Hybrid search: combine Canto real-time data with embedded document indexes for answers that are both current and comprehensive
Data enrichment: query Canto to augment indexed data with live information before generating user-facing responses
Knowledge base agents: build agents that maintain and update knowledge bases by periodically querying Canto for fresh data
Analytical workflows: chain Canto queries with LlamaIndex's data connectors to build multi-source analytical reports
Canto MCP Tools for LlamaIndex (10)
These 10 tools become available when you connect Canto to LlamaIndex via MCP:
assign_asset_album
Identify precise active arrays spanning native linking trees
create_canto_album
Mutate global Web CRM boundaries substituting Collections gracefully
create_canto_folder
Provision a highly-available JSON Payload generating new Resource boundaries
get_album_assets
Retrieve explicit Cloud logging tracing explicit Payload IDs limitlessly
get_image_metadata
Perform structural extraction of properties driving active Document schemas
global_asset_search
Inspect deep internal arrays mitigating specific Picture constraints
list_canto_albums
Enumerate explicitly attached structured rules exporting active Album instances
list_canto_folders
Identify bounded routing spaces inside the Headless Canto Vault
patch_image_metadata
Dispatch an automated validation check routing explicit Metadata rewrites
wipe_media_asset
Irreversibly vaporize explicit App nodes dropping live Database bytes
Example Prompts for Canto in LlamaIndex
Ready-to-use prompts you can give your LlamaIndex agent to start working with Canto immediately.
"Search my Canto library for all 'Q3 Marketing Pipeline' assets and list their metadata."
"Create a new folder named 'Creative Ops 2026' and an album named 'Campaign Drafts' inside it."
"Get the metadata for asset ID 'J5R...' and update its custom tag field to 'Approved'."
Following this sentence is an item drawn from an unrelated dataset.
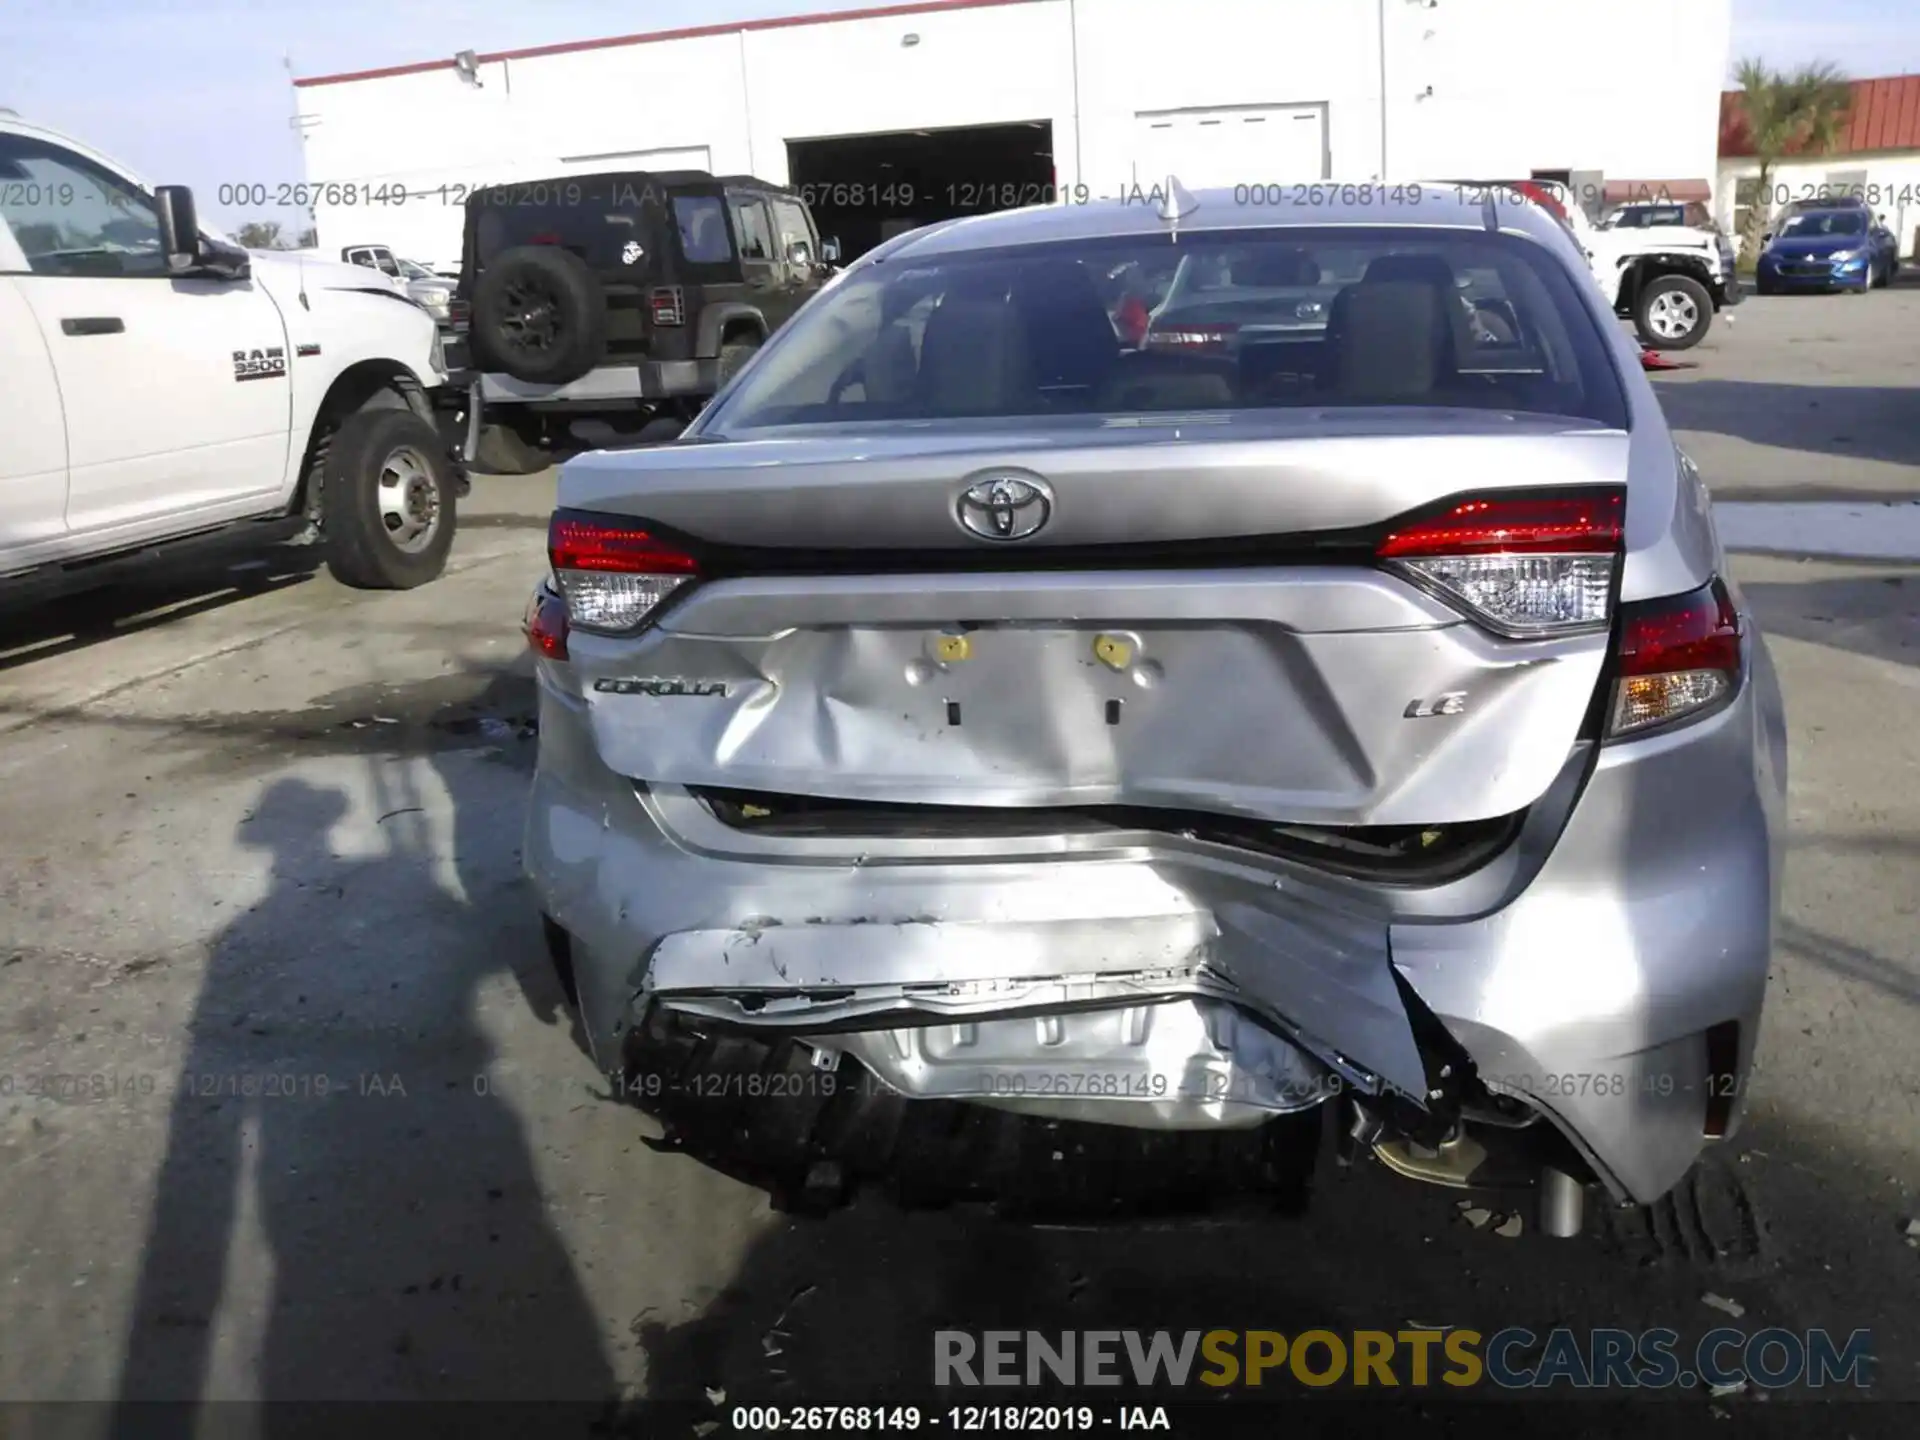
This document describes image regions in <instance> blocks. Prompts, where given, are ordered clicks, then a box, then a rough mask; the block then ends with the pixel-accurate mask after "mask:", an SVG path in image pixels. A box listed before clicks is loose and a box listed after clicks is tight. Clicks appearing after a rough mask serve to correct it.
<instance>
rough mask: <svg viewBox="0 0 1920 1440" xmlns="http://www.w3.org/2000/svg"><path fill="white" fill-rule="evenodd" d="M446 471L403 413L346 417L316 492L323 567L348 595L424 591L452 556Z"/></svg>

Troubleshooting Canto MCP Server with LlamaIndex
Common issues when connecting Canto to LlamaIndex through the Vinkius, and how to resolve them.
BasicMCPClient not found
pip install llama-index-tools-mcpCanto + LlamaIndex FAQ
Common questions about integrating Canto MCP Server with LlamaIndex.
How does LlamaIndex connect to MCP servers?
Can I combine MCP tools with vector stores?
Does LlamaIndex support async MCP calls?
Connect Canto with your favorite client
Step-by-step setup guides for every MCP-compatible client and framework:
Anthropic's native desktop app for Claude with built-in MCP support.
AI-first code editor with integrated LLM-powered coding assistance.
GitHub Copilot in VS Code with Agent mode and MCP support.
Purpose-built IDE for agentic AI coding workflows.
Autonomous AI coding agent that runs inside VS Code.
Anthropic's agentic CLI for terminal-first development.
Python SDK for building production-grade OpenAI agent workflows.
Google's framework for building production AI agents.
Type-safe agent development for Python with first-class MCP support.
TypeScript toolkit for building AI-powered web applications.
TypeScript-native agent framework for modern web stacks.
Python framework for orchestrating collaborative AI agent crews.
Leading Python framework for composable LLM applications.
Data-aware AI agent framework for structured and unstructured sources.
Microsoft's framework for multi-agent collaborative conversations.
Connect Canto to LlamaIndex
Get your token, paste the configuration, and start using 10 tools in under 2 minutes. No API key management needed.